Consider three special dice: A, B, and C. On a fair roll, A is more likely to beat B. B is more likely to beat C. But C is more likely to beat A. These are nontransitive dice.
Nontransitive dice are an interesting mathematical curiosity. Consider the following configurations:
- Die A has the numbers 1, 2, 5, 6, 7, and 9 on it.
- Die B has 1, 3, 4, 5, 8, and 9.
- Die C has 2, 3, 4, 6, 7, and 8.
If we pit A (top row) against B (left column), the winners are as follows:
Three roll combinations produce a tie. A wins 17 combinations, and B wins 16 combinations. In other words, this is not a fair contest: Die A has a slight edge over Die B.

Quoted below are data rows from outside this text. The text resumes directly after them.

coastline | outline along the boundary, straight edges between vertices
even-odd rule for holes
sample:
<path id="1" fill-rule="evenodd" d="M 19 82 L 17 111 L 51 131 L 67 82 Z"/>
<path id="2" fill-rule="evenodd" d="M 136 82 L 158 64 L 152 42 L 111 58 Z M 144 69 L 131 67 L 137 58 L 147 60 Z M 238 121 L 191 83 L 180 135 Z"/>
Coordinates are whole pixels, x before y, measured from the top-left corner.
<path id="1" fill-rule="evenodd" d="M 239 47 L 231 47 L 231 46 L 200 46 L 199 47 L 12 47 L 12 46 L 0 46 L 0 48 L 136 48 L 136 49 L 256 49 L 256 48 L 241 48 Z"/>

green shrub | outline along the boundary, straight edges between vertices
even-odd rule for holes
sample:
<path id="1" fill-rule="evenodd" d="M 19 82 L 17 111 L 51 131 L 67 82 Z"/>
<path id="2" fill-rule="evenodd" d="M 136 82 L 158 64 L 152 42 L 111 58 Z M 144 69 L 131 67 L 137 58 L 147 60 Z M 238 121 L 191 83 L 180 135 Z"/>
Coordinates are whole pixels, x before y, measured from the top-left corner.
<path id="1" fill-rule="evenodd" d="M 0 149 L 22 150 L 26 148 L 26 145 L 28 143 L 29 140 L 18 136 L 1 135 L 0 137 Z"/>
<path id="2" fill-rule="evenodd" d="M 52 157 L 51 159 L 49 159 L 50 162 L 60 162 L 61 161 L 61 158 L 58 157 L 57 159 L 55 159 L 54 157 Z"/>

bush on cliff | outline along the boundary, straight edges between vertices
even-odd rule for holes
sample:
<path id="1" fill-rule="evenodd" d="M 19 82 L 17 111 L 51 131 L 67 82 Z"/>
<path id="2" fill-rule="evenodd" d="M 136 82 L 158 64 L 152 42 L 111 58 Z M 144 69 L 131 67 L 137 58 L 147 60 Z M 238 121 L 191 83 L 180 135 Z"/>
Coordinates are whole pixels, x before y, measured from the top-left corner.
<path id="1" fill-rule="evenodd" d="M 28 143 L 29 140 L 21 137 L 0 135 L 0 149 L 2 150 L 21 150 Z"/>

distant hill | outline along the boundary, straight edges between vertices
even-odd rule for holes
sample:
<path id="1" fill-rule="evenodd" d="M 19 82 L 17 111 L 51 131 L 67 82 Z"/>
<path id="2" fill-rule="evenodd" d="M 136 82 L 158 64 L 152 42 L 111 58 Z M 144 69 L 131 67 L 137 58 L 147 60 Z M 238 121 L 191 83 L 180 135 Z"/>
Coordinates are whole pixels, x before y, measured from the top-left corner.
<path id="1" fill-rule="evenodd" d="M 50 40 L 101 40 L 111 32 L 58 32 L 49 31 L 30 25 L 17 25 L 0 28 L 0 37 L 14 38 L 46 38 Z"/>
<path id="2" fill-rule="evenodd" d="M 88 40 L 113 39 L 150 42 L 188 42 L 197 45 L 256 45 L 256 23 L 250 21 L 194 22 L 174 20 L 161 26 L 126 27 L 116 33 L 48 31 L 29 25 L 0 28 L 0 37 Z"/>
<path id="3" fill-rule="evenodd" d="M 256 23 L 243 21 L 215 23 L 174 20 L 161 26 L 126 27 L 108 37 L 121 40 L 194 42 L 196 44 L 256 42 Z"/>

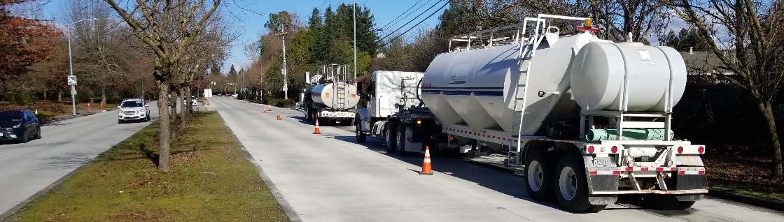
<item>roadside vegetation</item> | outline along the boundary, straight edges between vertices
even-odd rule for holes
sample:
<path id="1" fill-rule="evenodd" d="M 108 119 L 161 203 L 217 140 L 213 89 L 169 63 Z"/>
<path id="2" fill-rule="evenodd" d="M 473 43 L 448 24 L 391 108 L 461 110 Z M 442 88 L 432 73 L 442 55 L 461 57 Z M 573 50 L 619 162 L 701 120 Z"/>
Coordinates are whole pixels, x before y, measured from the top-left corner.
<path id="1" fill-rule="evenodd" d="M 288 221 L 216 113 L 195 113 L 156 170 L 158 123 L 77 170 L 9 221 Z"/>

If we make the same table for B vs. C, we would discover that B has an edge over C. It would be reasonable to conclude that A is the best die, followed by B, with C the clear loser. It would be reasonable, yes, but it’s also wrong. C has the same edge over A that A has over B – and that B has over C. The dice effectively function like rock-paper-scissors, with no one die having an advantage over the other two.
The set of three dice above are known as Mirwin’s dice, but they’re not the only nontransitive dice out there: lots of different number sets produce this effect. Apparently Warren Buffett is a fan: he once tried to scam Bill Gates with a set of nontransitive dice.